Clubnacht: Party, Workshops und Panel
An der ersten Basler Clubnacht vom Freitag, 31. Januar 2025, können die Besucher:innen durch elf verschiedene Clubs tanzen. In Workshops und einem öffentlichen Panel werden überdies Visionen zur zukünftigen Clublandschaft entwickelt. Dabei geben vier Fachpersonen mit unterschiedlichen Perspektiven Einblick in die Nachtkultur. Zum ganzen Programm: https://kulturundgastro.ch/clubnacht/
Clubsterben oder neue Modelle gefragt?
In der Party-Hochburg Berlin schliessen gerade zwei legendäre Clubs: die Wilde Renate und das Watergate. Und in Zürich verabschiedet man sich gerade in einem 30tägigen Closing-Festival vom Club Zukunft. Steigende Kosten, aber auch ein Generationswechsel gehören zu den Gründen für diese schwierige Zeit in der Clubkultur. Auch in der Schweiz diskutieren Clubbetreiber:innen und Politiker:innen über eine Subventionierung von Clubs.
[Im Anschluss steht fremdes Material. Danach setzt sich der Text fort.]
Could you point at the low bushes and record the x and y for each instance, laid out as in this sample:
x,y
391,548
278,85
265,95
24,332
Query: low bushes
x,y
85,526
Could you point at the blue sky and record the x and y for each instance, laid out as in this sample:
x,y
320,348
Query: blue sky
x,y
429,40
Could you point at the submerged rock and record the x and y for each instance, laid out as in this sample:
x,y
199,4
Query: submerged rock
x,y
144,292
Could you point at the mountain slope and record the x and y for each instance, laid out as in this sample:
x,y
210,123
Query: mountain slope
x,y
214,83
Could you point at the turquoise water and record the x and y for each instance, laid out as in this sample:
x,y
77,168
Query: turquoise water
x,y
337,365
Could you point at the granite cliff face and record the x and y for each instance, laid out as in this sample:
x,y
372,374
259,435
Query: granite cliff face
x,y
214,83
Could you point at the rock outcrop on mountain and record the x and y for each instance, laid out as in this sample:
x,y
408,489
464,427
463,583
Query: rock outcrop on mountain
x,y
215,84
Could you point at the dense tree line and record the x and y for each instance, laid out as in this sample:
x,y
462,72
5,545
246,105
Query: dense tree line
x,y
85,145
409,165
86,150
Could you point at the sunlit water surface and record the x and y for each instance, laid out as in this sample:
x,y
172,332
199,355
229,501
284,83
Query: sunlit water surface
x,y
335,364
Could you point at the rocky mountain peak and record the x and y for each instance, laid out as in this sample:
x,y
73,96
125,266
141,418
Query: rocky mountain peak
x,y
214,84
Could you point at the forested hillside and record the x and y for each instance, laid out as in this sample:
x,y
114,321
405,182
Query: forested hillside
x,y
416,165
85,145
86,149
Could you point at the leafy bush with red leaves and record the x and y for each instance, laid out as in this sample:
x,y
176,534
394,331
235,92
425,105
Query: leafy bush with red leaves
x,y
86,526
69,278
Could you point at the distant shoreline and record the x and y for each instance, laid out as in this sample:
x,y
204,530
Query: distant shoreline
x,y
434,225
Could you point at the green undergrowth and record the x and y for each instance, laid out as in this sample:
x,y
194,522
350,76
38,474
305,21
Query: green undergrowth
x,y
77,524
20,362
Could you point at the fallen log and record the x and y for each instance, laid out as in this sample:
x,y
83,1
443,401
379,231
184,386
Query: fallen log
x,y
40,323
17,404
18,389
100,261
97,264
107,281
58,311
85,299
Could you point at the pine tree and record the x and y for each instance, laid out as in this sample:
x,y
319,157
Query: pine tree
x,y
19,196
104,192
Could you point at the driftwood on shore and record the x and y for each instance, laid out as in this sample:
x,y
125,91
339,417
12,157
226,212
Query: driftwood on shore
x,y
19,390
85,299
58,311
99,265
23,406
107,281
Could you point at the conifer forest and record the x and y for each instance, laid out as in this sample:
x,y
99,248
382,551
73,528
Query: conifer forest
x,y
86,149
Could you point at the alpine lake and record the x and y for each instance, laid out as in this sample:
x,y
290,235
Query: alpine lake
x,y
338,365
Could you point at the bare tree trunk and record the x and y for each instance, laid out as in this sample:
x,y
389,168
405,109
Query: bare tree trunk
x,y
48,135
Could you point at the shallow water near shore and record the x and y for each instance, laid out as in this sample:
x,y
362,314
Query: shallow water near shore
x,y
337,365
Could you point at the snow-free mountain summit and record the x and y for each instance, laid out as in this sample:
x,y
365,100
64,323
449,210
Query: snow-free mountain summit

Basel hat hier eine Vorreiterrolle übernommen. Seit letztem Jahr gibt es die Clubförderung: Clubs und Veranstalter:innen können kantonale Fördergelder für spannende Programminhalte und für Infrastruktur beantragen. Im Jahr 2024 haben 14 Betriebe und Veranstalter*innen insgesamt 362'700 Franken erhalten – maximal 40'000 Franken pro Antrag. Die Basler Clubförderung ist ein Pilotprojekt, das 2026 endet.